Ora è finito anche in ospedale. Alessandro Bini, l’imprenditore genovese trattenuto in Cina da tre mesi senza motivo, ha avuto un forte innalzamento della pressione, la minima gli è salita a 110 ed è stato costretto a farsi visitare. Un violento attacco di quell’ipertensione arteriosa congenita di cui soffre da tempo e che da quando è in Cina non riesce più a curare, a tenere sotto controllo. Il suo caso, intanto è esploso dopo la denuncia fatta sul Giornale. Al Consolato generale d’Italia a Shangai ieri hanno deciso di inoltrare delle «note verbali» ufficiali indirizzate alle autorità cinesi che, quantomeno, sono tenute a rispondere per spiegare i motivi del «sequestro» di un uomo libero. Alessandro Bini, l’imprenditore cui la polizia cinese vieta di prendere un aereo per tornare in Italia, ci ha provato ancora giovedì mattina. Ottenendo però lo stesso risultato: «rimbalzato» alla frontiera aeroportuale, con l’ennesima scusa.

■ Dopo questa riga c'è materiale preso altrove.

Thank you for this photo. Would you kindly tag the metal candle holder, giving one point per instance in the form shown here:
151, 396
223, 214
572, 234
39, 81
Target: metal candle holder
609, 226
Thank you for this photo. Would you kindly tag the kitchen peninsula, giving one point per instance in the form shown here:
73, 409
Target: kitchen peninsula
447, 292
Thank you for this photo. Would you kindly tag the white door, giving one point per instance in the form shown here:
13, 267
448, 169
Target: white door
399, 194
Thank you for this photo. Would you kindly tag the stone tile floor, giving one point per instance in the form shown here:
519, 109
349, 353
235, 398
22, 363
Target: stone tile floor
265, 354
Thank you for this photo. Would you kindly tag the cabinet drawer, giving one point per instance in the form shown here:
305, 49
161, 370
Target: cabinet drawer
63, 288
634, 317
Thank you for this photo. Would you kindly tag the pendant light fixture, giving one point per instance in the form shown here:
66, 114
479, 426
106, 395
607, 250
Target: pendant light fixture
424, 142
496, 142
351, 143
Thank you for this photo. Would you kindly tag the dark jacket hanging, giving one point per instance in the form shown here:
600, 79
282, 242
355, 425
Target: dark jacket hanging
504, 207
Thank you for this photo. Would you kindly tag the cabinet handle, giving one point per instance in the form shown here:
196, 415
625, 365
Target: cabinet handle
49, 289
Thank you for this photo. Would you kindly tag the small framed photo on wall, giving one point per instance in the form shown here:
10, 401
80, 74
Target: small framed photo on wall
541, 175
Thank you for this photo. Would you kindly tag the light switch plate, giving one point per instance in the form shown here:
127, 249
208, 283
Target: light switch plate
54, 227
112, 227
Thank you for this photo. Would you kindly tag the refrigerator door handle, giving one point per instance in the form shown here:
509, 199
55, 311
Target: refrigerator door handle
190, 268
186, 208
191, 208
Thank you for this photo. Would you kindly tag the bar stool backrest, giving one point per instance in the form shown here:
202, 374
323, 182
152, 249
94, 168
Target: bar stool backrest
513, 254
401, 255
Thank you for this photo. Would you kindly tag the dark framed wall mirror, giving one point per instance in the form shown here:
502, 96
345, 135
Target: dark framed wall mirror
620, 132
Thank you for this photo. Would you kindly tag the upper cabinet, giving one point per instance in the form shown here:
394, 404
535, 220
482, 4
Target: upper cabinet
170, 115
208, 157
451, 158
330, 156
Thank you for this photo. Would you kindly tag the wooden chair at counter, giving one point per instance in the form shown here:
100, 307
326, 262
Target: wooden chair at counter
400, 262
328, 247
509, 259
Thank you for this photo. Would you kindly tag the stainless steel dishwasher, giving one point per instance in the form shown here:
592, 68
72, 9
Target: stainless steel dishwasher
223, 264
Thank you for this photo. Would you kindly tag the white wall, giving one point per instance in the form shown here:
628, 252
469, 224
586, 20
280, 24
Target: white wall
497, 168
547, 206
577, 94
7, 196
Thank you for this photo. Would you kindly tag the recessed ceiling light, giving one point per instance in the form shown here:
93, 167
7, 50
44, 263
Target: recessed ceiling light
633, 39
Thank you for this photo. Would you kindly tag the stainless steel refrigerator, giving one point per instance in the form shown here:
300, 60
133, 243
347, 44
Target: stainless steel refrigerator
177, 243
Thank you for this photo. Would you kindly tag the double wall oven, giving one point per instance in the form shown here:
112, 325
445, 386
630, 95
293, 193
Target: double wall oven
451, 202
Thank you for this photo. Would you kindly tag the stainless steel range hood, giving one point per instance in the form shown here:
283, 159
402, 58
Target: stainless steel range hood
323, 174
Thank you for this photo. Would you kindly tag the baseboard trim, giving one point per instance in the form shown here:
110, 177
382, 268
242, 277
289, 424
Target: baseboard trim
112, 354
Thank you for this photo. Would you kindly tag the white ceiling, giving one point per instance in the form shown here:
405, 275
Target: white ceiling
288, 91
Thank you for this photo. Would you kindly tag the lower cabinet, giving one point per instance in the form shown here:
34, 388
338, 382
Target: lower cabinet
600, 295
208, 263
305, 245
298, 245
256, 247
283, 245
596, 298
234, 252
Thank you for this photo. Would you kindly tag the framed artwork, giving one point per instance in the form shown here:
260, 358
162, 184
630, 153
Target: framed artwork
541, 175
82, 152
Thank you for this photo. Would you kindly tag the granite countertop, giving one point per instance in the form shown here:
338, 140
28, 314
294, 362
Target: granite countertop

«Per la convenzione di Ginevra ho almeno diritto a tentare la fuga», prova a ironizzare Bini, pur non riuscendo a nascondere la sua disperazione. Tutto gli sta crollando addosso. Le sue due aziende rischiano di perdere affari importantissimi e i maggiori clienti ai quali entro pochi giorni devono garantire le forniture, Ma soprattutto rischia anche la salute. La sua famiglia prova a sostituirlo per quanto può, ma è lui che ha la delega per tutti gli affari e soprattutto la merce non può aspettare. L’ultima fornitura per la quale era volato ancora un volta in Cina (un Paese con il quale lavora da vent’anni senza aver mai avuto problemi) era relativa ai gadget per la Vuelta, il giro ciclistico di Spagna, ormai alle porte.
Il caso di Bini, da ieri, è approdato anche ufficialmente in Regione. Gianni Plinio, capogruppo di An, dopo aver denunciato a gran vice questa assurda vicenda in aula durante il consiglio di giovedì approfittando di un’altra interpellanza in qualche modo legata alla Cina, ieri ha depositato anche un’interpellanza al presidente Claudio Burlando. «È un caso assurdo che si sta facendo sempre più preoccupante - ha sottolineato Plinio -. Non è possibile tenere praticamente prigioniero un cittadino italiano che non risulta aver commesso alcun reato ma solo per costringerlo, come sembra, a desistere da un contenzioso giudiziario con due aziende cinesi». Poi l’affondo politico, quello che costringe di fatto Burlando a fare qualcosa per non dimostrare la completa inutilità del già tanto contestato viaggio in Cina.

«Spero che il Presidente Burlando - punge il capogruppo di An - che, anche al termine della sua recente trasferta in Cina, ha decantato i suoi eccellenti rapporti con le Autorità di quel Paese, ed in modo particolare con quelle di Shangai, voglia interporre i propri buoni uffici per far rientrare in seno alla propria famiglia il nostro concittadino da troppo tempo immotivatamente sequestrato». Nonostante i silenzi di molti, la vicenda di Alessandro Bini si sta imponendo all’attenzione delle autorità.